Ей пришло в голову, что она сама могла бы ему предложить работу: он мог бы вводить к ней клиентов, как у старой гадалки тот человек в шляпе с пером. Это было бы очень полезно для дела. «Тогда у меня и поселился бы, и костюм я ему купила бы самый красивый!». Но хотя она совершенно не понимала, что он за человек, почувствовала, что он денег не возьмет. «Может быть, пока не возьмет, а потом сразу потребует много? Что ж, если не очень много, то я дам!»
Когда подали счет, она сказала ему:
Знаешь что, сегодня заплачу я.
Он вспыхнул и, несмотря на свою обычную вежливость, назвал ее дурой. Сам тотчас смутился, слово у него сорвалось. Роксолана испугалась: «Еще бросит!»
Ты меня не понял! Я думала так: сегодня заплачу я, а завтра ты.

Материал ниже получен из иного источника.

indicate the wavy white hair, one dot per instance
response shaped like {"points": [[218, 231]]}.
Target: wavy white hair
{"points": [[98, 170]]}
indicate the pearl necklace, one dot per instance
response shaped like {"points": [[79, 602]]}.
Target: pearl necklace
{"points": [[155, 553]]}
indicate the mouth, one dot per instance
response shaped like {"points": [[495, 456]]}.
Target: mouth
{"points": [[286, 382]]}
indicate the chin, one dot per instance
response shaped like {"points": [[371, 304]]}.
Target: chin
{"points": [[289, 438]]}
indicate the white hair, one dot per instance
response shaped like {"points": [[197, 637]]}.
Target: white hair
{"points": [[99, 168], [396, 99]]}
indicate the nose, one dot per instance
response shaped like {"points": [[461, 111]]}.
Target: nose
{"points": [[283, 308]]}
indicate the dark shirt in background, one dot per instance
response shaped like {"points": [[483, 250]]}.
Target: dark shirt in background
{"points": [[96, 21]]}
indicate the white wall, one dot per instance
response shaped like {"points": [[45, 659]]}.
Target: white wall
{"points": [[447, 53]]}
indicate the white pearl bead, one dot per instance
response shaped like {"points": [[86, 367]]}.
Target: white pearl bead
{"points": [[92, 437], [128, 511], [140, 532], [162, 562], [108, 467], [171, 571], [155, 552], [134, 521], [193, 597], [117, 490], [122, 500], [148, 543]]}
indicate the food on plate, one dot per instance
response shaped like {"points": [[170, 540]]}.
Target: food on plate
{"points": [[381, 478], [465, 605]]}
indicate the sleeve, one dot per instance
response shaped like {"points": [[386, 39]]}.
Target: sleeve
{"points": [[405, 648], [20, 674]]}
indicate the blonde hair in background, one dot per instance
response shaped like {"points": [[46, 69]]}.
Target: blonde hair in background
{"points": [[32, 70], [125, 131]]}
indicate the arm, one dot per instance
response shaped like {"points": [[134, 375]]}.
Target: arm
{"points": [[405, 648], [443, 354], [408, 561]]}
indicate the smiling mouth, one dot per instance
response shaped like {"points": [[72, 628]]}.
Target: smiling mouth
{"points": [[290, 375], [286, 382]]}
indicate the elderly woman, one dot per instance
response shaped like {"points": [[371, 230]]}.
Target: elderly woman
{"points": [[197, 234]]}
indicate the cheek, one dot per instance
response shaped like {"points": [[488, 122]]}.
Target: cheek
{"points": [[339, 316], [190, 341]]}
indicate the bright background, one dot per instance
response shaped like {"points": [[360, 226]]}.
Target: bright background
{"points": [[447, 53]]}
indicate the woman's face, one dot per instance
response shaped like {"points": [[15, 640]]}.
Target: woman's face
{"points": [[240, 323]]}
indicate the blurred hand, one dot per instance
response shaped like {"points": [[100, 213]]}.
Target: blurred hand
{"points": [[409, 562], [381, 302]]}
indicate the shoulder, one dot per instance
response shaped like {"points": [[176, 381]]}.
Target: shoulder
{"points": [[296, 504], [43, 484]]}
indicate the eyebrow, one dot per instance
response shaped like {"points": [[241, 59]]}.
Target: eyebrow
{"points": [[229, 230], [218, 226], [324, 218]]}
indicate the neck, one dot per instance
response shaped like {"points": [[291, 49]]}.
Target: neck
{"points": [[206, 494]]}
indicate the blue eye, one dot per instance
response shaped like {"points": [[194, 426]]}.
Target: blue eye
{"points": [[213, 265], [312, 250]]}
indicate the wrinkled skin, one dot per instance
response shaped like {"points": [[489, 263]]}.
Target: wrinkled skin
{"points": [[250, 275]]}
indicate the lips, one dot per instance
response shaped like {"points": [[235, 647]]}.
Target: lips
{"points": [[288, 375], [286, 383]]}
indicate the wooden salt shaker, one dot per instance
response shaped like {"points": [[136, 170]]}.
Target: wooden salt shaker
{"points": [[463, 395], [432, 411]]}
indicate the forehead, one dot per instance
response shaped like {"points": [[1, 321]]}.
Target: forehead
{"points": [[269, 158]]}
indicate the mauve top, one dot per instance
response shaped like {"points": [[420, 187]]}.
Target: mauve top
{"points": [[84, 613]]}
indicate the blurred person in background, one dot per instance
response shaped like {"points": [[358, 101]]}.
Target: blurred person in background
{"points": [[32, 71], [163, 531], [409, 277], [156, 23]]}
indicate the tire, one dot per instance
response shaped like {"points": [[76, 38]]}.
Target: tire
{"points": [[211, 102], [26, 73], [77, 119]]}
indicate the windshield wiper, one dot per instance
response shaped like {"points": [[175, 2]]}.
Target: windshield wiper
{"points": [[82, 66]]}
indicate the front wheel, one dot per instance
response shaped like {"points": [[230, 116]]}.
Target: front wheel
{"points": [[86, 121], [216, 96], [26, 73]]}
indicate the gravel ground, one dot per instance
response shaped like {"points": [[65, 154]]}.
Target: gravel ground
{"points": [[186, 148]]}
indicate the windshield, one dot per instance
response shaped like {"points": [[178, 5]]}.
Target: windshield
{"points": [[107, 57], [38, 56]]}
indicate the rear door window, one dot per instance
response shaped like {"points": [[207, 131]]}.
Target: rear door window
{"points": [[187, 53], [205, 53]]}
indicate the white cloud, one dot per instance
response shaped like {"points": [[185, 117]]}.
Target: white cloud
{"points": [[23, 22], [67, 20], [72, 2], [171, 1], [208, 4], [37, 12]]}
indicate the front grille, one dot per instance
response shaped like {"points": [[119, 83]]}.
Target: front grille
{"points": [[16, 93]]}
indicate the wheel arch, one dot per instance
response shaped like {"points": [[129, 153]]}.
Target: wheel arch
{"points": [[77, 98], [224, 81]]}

До тех пор всегда платил за обоих Виер. Правда, они обедали в очень дешевом ресторане. Мужчины всегда за нее платили, но его ей было совестно вводить в расход. Заметив его смущение, Роксолана тотчас это использовала; так полагалось по правилам мудрости. Сделала вид, что очень обиделась. Виер чувствовал, что виноват, и старался загладить свою вину. Сохранив обиженный вид сколько было нужно, она пригласила его на обед к себе. Он тотчас принял приглашение. Угостила его константинопольскими блюдами, которые готовила хорошо. Стряпать вообще не любила, но для него стряпала с удовольствием и у плиты ласково улыбалась. Купила южное сладкое вино, хотя оно стоило недешево.